Conservatives argue that Washington never cuts programs, it just increases spending on them more slowly than planned. But to recipients of federal benefits, that type of "cut" can seem just as painful. That's why there is an intense battle looming over a proposal to reduce the cost-of-living adjustments applied to numerous federal programs, including Social Security. The change is billed as a more accurate way to calculate the effects of inflation, but it's really just a way to make Washington's financial picture marginally brighter.

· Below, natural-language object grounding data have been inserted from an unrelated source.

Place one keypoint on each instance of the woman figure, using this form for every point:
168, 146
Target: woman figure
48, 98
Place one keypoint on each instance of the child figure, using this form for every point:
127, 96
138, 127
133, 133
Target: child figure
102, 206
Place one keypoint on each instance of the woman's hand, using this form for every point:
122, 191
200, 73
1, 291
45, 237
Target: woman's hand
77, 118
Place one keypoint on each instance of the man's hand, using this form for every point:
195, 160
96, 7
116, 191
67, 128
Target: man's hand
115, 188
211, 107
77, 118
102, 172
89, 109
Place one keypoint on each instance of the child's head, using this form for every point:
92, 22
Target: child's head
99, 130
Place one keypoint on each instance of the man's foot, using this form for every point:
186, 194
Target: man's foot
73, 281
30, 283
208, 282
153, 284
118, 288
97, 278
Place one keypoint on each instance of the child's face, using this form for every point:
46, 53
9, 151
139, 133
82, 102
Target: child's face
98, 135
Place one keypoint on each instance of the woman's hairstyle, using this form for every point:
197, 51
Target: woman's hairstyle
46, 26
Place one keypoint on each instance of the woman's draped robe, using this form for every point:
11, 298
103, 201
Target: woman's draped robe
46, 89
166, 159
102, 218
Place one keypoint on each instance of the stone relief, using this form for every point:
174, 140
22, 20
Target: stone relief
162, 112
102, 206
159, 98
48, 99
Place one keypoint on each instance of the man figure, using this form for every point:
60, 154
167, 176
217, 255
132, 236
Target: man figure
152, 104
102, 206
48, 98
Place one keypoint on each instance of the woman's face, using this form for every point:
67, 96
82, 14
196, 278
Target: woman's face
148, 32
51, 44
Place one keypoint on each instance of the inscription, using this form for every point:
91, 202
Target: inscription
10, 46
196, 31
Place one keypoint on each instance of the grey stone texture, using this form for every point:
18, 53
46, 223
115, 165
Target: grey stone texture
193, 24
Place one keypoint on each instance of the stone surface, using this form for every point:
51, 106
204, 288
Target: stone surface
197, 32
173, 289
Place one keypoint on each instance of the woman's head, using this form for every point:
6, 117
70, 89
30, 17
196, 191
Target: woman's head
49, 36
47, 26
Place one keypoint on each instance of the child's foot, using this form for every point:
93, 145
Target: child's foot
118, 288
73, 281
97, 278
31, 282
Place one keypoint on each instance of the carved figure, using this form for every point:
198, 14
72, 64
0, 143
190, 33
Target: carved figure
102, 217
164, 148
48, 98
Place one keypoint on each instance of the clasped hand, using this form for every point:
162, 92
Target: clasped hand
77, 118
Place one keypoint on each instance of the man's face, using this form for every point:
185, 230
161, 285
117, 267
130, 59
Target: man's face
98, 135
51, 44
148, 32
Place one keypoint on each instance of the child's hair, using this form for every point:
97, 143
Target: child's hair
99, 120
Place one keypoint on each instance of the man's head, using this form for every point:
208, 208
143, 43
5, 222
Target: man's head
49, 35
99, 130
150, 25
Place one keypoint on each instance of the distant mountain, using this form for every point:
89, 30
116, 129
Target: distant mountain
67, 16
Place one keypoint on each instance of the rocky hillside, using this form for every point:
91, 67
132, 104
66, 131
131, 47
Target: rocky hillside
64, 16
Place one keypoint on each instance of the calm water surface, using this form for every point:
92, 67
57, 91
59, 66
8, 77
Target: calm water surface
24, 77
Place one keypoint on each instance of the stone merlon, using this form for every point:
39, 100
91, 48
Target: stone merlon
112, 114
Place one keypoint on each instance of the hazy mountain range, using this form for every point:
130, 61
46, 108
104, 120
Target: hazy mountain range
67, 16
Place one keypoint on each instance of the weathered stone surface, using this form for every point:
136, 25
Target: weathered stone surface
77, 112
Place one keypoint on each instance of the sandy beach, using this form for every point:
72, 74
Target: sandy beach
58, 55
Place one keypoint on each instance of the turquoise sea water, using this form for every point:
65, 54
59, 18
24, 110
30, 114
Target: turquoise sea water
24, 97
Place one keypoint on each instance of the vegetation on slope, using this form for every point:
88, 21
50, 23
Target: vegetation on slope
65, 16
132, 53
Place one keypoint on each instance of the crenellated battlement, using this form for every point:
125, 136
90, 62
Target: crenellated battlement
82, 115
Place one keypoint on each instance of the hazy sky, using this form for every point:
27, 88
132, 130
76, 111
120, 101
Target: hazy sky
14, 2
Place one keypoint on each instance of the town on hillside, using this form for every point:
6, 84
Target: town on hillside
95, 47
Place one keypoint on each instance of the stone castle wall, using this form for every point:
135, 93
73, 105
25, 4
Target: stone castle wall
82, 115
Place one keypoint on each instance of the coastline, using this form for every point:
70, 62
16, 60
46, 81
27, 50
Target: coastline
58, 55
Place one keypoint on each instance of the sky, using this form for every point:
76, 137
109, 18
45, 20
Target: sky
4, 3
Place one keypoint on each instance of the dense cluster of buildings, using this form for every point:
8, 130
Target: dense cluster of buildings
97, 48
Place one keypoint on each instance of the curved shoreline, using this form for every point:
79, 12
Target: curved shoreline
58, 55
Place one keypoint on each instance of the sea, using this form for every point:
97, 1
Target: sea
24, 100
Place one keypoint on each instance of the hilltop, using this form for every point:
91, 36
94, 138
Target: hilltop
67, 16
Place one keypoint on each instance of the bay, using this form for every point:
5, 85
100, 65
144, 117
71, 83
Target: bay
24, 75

Both President Obama and House Speaker John A. Boehner (R-Ohio) have embraced a new version of the Consumer Price Index that's designed to do a better job accounting for how people respond to changes in prices. The switch to "chained-CPI" would trim the annual cost-of-living adjustment slightly, reducing Social Security and other federal benefit payments by more than $100 billion over 10 years. It would also generate billions more in tax revenue by slowing the rate at which tax brackets are adjusted for inflation, causing taxpayers with growing incomes to move more rapidly into higher brackets.
Economists have grumbled for decades that the CPI overstates the real increase in the cost of living, in part because it assumes that the only way consumers react to changes in prices is to switch between more and less expensive versions of the same product. It doesn't consider how consumers change what they put into their shopping baskets in the face of rising prices by, for example, replacing meat with pasta. The "chained" approach to CPI factors in changes in the shopping basket as well as the price of the items therein to reflect more accurately the products people are actually buying.